Once we have finished the project’s participatory compilation phase, we will promote the submitted materials throughout the school via the web, video, events, pamphlets and art.

If you have an alumnus worthy of recognition, a challenge that needs our legal generation’s attention, and/or a vocation you wish to share with our community, we hope you can submit at www.HLS200.org.

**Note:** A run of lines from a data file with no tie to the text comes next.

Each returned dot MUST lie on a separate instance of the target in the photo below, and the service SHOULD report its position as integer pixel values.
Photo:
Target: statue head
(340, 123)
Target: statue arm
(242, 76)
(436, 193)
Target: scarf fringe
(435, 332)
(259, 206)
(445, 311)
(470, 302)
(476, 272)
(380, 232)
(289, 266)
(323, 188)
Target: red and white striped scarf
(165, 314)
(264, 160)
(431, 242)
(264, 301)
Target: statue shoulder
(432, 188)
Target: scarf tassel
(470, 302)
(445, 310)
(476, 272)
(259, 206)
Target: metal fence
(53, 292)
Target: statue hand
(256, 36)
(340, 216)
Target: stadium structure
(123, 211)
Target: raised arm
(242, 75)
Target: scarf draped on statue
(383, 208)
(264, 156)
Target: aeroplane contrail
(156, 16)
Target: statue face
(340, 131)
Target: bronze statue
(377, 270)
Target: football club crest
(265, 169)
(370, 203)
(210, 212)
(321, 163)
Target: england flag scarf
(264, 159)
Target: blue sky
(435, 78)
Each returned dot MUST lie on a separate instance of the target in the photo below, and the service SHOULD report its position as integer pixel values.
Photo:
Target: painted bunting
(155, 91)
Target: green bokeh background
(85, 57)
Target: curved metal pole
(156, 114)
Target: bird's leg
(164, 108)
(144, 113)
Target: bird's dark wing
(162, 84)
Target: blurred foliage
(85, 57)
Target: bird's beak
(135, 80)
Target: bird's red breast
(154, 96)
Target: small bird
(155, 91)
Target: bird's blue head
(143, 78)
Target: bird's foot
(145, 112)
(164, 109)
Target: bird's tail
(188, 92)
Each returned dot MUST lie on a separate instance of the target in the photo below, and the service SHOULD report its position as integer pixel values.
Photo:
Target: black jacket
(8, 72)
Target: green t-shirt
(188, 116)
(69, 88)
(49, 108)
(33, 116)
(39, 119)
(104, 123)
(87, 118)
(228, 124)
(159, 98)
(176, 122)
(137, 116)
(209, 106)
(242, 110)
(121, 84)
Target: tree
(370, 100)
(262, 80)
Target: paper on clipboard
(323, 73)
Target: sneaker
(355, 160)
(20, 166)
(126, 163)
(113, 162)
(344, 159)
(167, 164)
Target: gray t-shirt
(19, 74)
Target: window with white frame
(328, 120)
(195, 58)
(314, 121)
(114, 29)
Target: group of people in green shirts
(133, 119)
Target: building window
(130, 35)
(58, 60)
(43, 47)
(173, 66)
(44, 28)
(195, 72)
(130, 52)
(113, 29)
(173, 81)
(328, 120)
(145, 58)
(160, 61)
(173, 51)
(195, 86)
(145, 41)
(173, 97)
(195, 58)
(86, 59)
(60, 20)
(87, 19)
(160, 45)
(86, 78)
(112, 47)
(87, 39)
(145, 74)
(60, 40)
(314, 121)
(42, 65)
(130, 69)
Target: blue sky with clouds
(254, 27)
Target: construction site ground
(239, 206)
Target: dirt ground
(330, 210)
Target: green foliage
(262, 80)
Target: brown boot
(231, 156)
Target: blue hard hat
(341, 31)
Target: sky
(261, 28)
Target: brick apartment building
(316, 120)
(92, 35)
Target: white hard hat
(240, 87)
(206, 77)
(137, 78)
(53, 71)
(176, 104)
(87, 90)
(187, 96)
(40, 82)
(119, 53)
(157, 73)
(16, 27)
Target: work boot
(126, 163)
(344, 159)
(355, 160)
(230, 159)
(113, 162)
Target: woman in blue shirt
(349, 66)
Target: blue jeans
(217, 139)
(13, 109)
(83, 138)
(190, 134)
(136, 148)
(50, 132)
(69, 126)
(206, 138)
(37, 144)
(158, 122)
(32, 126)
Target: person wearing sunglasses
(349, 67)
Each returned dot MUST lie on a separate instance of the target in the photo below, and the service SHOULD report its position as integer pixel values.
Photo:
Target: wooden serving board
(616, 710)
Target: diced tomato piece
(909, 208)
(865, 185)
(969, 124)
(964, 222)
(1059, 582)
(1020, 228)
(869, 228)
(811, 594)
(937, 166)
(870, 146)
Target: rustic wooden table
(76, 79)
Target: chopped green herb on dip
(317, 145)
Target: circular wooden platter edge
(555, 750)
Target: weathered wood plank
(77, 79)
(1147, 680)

We have only been working on this project for a few weeks and we have already received dozens of wonderful submissions from around the school. Students and staff have submitted hundreds of HLS alumni and affiliates: from David Grossman, who spent decades fighting for tenant rights, to Alana Greer, who founded a community lawyering organization in southern Florida. They have spotlighted dozens of generational challenges, from “how can we responsibly manage health data?” to “how can we protect those whose homes will be lost by climate change?” They have signed up in droves to share their vocation with our community. If you have not submitted already, we hope you will at www.HLS200.org.

To close, we would like to note one common response to our project. Many of us like the idea of celebrating alumni of this kind, of collaborating to list legal challenges, and of making vocational commitments, but we struggle to think of an alumnus, an issue, or a goal to share. In response, we say: “that’s exactly why we need a project like this!” Regardless of any end product that comes out of HLS200.org, we are most excited about the opportunity it can provide for our community to take time to reflect on these important questions.

As we prepare to celebrate the bicentennial of Harvard Law School next year, we hope this little project can be a first step towards re-orienting our culture in preparation for a civic third century.

Nate Szyman and Pete Davis are members of the Class of 2018 and co-directors of The HLS 200, a campaign of the Third Century Project, an initiative aimed at imagining how Harvard Law can better live out its stated mission of “educating leaders who contribute to the advancement of justice and well-being of society.”